Viktor hatte es etwas bequemer, er konnte einfach durch die Finsternis wandeln um jedes beliebige Haus zu betreten, nachdem es ihn gelüstete und seinen Durst an den schlafenden Insassen stillen.
Melissa verabschiedete sich kurz bei Durga, wollte dieser aber schon in einer Stunde wiedersehen, es galt den Antrag und die Geschehnisse noch einmal genauer zu besprechen.

Am nächsten Abend wurde der Klüngel, wie vereinbart, von Sorin in Hermanstadt abgesetzt. Er selbst wolle sich jetzt um Svetlana kümmern, die noch immer nicht wieder auf freiem Fuß war.
Dann schritten Durga und Melissa voran, durch die Stadt und den Hügel hinauf auf Burg Hermanstadt zu. Adonai schritt in der Mitte etwas hinter den beiden, diesmal gewandet in ein Kettenhemd und einige ergänzende Plattenteile, mit einem Wappenrock Kronstadts und passendem Umhang mit Kaputze. Mit gesenktem Blick und mürrischer Laune, als europäischer Brujah posieren war nicht das, was er sich unter Ehre vorstellte, bewachte er seinen Prinzen und seinen Auftragsziel.
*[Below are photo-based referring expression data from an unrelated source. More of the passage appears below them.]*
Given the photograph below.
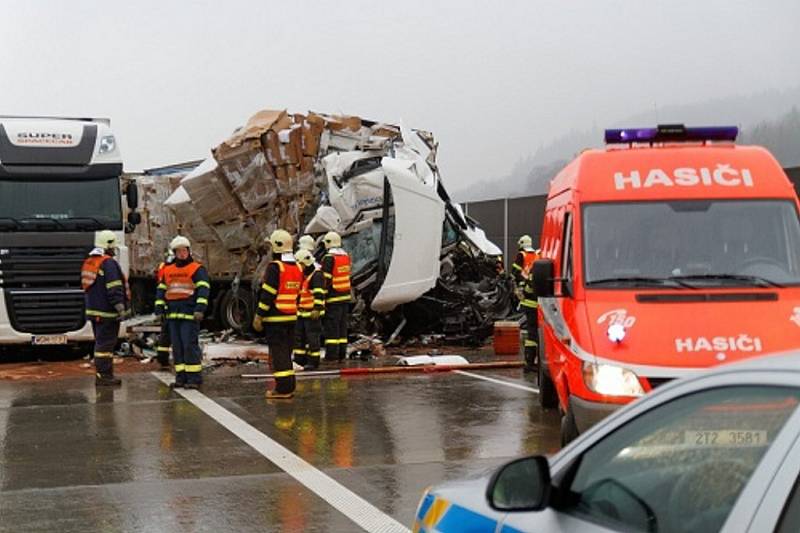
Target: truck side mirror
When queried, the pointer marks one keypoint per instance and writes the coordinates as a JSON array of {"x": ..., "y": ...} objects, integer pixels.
[
  {"x": 544, "y": 278},
  {"x": 132, "y": 195}
]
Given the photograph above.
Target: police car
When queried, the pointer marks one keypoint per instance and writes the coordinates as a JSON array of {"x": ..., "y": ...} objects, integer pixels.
[{"x": 718, "y": 451}]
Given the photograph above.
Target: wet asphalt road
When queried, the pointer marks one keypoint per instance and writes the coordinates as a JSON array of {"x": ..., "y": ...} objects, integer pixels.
[{"x": 142, "y": 458}]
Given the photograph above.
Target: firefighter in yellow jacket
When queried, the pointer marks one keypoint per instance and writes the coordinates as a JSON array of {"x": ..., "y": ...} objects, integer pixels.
[
  {"x": 276, "y": 313},
  {"x": 336, "y": 269},
  {"x": 523, "y": 275}
]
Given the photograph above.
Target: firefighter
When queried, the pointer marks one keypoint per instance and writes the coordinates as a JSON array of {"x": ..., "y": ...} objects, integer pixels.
[
  {"x": 523, "y": 275},
  {"x": 164, "y": 343},
  {"x": 336, "y": 269},
  {"x": 276, "y": 313},
  {"x": 306, "y": 242},
  {"x": 310, "y": 310},
  {"x": 107, "y": 298},
  {"x": 182, "y": 299}
]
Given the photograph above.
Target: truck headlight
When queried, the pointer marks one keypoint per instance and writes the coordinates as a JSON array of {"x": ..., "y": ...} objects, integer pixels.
[
  {"x": 610, "y": 380},
  {"x": 107, "y": 144}
]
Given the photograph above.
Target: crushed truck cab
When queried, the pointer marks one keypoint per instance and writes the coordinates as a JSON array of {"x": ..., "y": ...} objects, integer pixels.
[{"x": 671, "y": 251}]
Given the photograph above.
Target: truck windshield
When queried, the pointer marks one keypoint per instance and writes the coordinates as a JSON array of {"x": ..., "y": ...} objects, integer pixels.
[
  {"x": 685, "y": 244},
  {"x": 41, "y": 204}
]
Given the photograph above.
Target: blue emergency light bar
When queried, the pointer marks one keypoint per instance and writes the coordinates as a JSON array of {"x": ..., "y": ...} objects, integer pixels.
[{"x": 671, "y": 132}]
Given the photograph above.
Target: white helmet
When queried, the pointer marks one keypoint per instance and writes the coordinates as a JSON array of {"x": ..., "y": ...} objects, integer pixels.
[
  {"x": 332, "y": 240},
  {"x": 304, "y": 257},
  {"x": 306, "y": 242},
  {"x": 179, "y": 242},
  {"x": 281, "y": 241},
  {"x": 106, "y": 239}
]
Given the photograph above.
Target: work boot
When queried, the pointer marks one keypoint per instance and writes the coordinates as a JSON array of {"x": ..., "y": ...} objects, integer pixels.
[
  {"x": 106, "y": 381},
  {"x": 273, "y": 395}
]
Reynaud und Viktor folgten wenige Schritte später, der eine in einer prunkvollen Robe, der andere in seiner üblichen aber keineswegs weniger Prunkvollen Adelskleidung.

An der Burg, hatte man sie nicht auf der Gästeliste stehen, aber als Sorins Name genannt wurde, entschuldigte man sich beim Prinzen von Kronstadt und führte sie durch die Wirren des schlosses und einen Geheimgang in einen prächtig ausstaffierten und mit Menschen und Kainiten überfüllten Ballsaal.
Rechts vom Eingang ind er Ecke stand ein kleines Podest, auf dem ein römischer Centurio stand, ein recht alter Kainit, da er den ganzen Raum mit seiner Majestät erfüllte und das obwohl die Burg als Elysium galt.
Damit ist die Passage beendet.